Modifying FPGA applications to run on AWS F1 instances

Important Considerations

While AWS F1 instances are supposed to act like any physical FPGA device, unless the specific appliation being acclerated is suited to the F1 instance, some modifications must be made to the application to get it to run on an F1 instance. The easiest applications to run on F1 instances are those that already have an FPGA implementation of some sort. If an application already has preconfigured settings for running on a Xilinx card, then the application will be much easier to setup on F1. We have not started trying to convert non-FPGA or Intel FPGA applications to F1 instances, but I believe that it would be significantly more complex and time-consuming to do so. The next important consideration is related to the type of FPGA memory that the application uses. There are two main types of memory that I've encountered while working on this project, primarily DDR (Double Data Rate, an application of the same DDR3/4/5 RAM used in consumer computer hardware) and HBM (High Bandwidth Memory). AWS F1 instances currently only make use of DDR memory, NOT HBM memory. This means that if a Xilinx FPGA implementation of an application or code exists, to port it to an AWS F1 instance, the application must also be configured to use DDR memory. The criteria for general kernels, applications, or codes that should be accelerated using FPGAs is still a topic being researched further.

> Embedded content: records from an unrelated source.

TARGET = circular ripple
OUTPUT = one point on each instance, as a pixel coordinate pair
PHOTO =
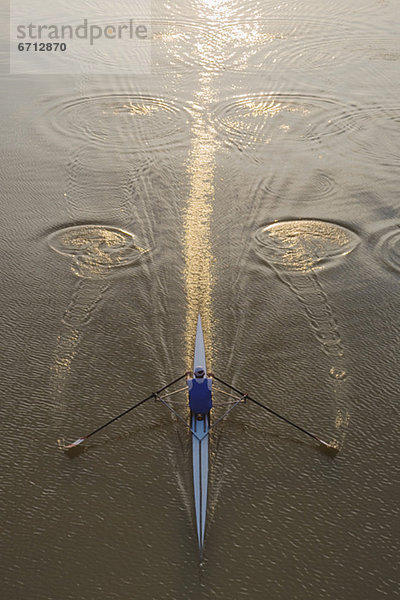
(319, 185)
(96, 249)
(377, 135)
(304, 244)
(253, 120)
(121, 122)
(389, 248)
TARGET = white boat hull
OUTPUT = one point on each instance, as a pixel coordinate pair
(200, 430)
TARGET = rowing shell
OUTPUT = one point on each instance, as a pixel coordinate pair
(200, 431)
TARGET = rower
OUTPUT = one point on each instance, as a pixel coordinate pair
(200, 394)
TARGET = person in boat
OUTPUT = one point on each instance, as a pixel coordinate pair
(200, 392)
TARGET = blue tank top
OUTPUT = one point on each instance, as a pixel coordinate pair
(200, 398)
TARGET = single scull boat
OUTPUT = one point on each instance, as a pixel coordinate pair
(200, 429)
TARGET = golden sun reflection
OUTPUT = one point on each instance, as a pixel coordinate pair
(197, 223)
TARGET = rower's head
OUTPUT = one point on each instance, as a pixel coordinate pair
(199, 372)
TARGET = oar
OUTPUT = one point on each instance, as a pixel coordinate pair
(153, 395)
(312, 435)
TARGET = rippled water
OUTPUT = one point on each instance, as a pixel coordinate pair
(251, 176)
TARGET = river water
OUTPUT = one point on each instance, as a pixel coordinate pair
(251, 176)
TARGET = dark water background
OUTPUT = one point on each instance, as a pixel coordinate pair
(128, 204)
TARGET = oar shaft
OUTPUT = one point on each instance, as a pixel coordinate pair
(153, 395)
(270, 410)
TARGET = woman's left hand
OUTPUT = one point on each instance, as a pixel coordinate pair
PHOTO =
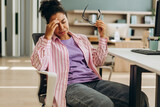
(101, 28)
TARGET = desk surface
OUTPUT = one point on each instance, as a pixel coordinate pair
(150, 62)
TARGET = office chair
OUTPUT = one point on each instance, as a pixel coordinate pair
(47, 81)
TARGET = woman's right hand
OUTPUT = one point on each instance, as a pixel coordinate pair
(50, 28)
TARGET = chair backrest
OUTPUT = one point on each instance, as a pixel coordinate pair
(36, 36)
(43, 79)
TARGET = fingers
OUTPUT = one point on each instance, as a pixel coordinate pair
(53, 24)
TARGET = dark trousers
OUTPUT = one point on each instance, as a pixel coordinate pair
(100, 93)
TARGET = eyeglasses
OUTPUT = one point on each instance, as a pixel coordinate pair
(86, 19)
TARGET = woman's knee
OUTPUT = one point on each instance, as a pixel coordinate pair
(106, 103)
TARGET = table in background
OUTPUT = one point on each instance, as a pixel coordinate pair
(141, 63)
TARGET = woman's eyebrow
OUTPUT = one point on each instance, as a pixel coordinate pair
(62, 20)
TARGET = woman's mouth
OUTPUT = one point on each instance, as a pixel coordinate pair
(62, 33)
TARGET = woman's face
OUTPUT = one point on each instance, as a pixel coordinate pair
(63, 26)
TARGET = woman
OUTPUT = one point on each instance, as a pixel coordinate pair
(74, 60)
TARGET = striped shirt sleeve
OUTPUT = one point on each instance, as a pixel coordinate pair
(41, 53)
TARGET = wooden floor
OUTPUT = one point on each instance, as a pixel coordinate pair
(19, 83)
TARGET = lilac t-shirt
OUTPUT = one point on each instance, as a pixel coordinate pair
(79, 72)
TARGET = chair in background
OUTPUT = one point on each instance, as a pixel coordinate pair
(47, 81)
(107, 65)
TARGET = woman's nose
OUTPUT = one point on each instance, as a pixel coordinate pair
(60, 26)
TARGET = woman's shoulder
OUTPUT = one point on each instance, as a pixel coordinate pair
(79, 36)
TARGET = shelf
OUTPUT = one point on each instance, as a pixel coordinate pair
(82, 24)
(141, 25)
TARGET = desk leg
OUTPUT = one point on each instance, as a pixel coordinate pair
(157, 103)
(135, 87)
(100, 72)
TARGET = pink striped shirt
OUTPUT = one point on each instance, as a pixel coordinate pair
(53, 56)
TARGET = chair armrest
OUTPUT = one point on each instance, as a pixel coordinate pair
(51, 83)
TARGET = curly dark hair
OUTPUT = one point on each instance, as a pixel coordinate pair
(49, 8)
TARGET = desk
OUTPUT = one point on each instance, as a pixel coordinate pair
(141, 63)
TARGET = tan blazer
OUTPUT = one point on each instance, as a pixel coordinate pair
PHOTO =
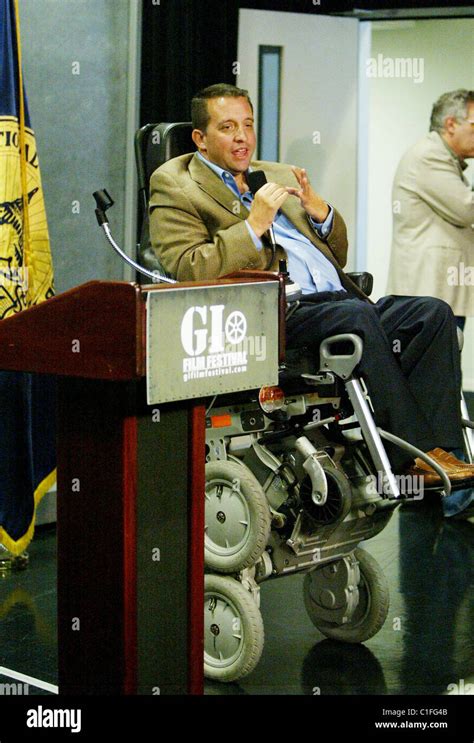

High-Performance Conguate Gradient (HPCG-FPGA) Overview

We selected the HPCG-FPGA benchmark as a primary candidate for testing during this project because of two main reasons. The first reason was that the Github repo we found this benchmark on was created by Xilinx, so we would not have to create custom configuration files to get the benchmark running on our Xilinx-based AWS F1 instance. The second main reason was that beacuse the code was open source, if we needed to make any changes to the source code, we could do so.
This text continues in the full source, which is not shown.